Since its IPO in 2008, WES received eight different dropdowns from Anadarko worth approximately $2.68 billion. Recently, in March 2014, WES acquired a 20% interest in Texas Express Gathering LLC (TEG) and Texas Express Pipeline LLC (TEP) each, and a 33.33% interest in Front Range Pipeline LLC (FRP), from Anadarko.

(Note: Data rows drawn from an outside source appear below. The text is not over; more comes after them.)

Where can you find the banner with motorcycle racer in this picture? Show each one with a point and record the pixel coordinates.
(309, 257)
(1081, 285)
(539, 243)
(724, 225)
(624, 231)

A large part of WES’s facilities that supply to Anadarko have long-term agreements that ensure cash flow stability for WES. Anadarko has retained commodity-price risk related to dropdown assets, as 99% of gross margin from Anadarko has fixed price and is fee-based while only 1% of the gross margin in unhedged. In the MIGC transportation system at the Powder River Basin of Wyoming, WES has a firm transportation agreement with Anadarko for 40 million British thermal units per day that extends through October 2018. The facility also has 11 million British thermal units per day under backhaul service agreements that are renegotiated on an annual basis through May 2014. In the Granger straddle plant with refrigeration capacity of 200 million cubic feet per day capacity, the processing contract expires in December 2014. In the OTTCO transportation system, extending between Sweetwater, Lincoln, and Uinta Counties in Wyoming, WES has short-term contracts with Anadarko for contracts generally extending less than one year.

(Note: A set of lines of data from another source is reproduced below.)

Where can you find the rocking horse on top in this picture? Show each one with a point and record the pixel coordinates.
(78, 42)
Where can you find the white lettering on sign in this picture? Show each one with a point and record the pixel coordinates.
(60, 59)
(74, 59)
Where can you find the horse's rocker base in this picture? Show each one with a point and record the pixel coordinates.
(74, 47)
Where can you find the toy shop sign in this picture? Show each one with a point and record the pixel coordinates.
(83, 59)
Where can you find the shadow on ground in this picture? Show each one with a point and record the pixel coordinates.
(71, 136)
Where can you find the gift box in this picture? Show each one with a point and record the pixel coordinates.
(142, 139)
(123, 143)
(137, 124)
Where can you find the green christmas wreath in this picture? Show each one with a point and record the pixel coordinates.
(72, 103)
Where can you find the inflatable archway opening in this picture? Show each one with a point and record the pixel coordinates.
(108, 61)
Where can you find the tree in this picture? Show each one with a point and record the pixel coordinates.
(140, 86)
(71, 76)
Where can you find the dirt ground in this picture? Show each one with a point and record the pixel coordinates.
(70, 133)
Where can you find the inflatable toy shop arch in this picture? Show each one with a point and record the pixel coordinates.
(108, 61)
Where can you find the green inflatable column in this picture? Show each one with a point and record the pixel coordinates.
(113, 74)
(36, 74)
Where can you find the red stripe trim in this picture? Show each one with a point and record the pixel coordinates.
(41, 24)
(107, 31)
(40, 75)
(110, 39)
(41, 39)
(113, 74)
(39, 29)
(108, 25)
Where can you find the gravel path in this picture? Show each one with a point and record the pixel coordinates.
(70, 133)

WES is currently constructing the Lancaster plant in the DJ Basin. The project is expected to be completed in 2014. When completed, the plant will have a capacity of 300 million cubic feet per day for processing production from the Niobrara and Codell formations in the Wattenberg Field. Anadarko has agreed to a ten-year fee-based contract for 270 million cubic feet per day of guaranteed throughput guarantee. Plus, a second facility has been approved that will provide capacity of 300 million cubic feet per day and that’s expected to come online in 2Q15.

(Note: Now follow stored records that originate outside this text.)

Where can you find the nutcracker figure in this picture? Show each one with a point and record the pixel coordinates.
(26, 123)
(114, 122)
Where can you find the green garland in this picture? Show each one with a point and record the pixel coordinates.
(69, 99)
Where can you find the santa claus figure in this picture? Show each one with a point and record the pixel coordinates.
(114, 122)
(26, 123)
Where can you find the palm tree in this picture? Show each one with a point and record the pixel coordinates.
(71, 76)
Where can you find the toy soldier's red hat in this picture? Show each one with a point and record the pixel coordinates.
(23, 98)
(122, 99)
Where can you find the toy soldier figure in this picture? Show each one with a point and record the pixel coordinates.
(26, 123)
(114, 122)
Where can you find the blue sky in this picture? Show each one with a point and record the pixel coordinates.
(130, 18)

WES has the opportunity to grow via increasing interest in its joint ventures with APC or via asset dropdown by APC to WES. The chart above illustrates the company’s sharing of ownership with APC in different assets and facilities. The company also looks to grow its crude oil business through potential dropdowns from Anadarko. Donald R. Sinclair, the president of Western Gas Holdings LLC, said in the conference call of 1Q14, “So if you think about Eagle Ford, DJ and West Texas, those are probably the 3 most prominent that there’s existing midstream assets that are crude-based. At some point in time, those assets will be ready for drop to WES, so we just look at that as a continuation of our existing gathering business in the field, being operated by the same people. Same thing as it is today, it will just be incremental inventory for us to acquire from Anadarko.”
Western Gas Partners (WES) is a master limited partnership operating in the midstream energy space. WES’s general partner is owned by Anadarko Petroleum Corporation (APC). WES is a component of the Alerian MLP ETF (AMLP). APC is part of the Energy Select Sector SPDR (XLE) and SPDR S&P Oil & Gas Exploration & Production (XOP) ETFs.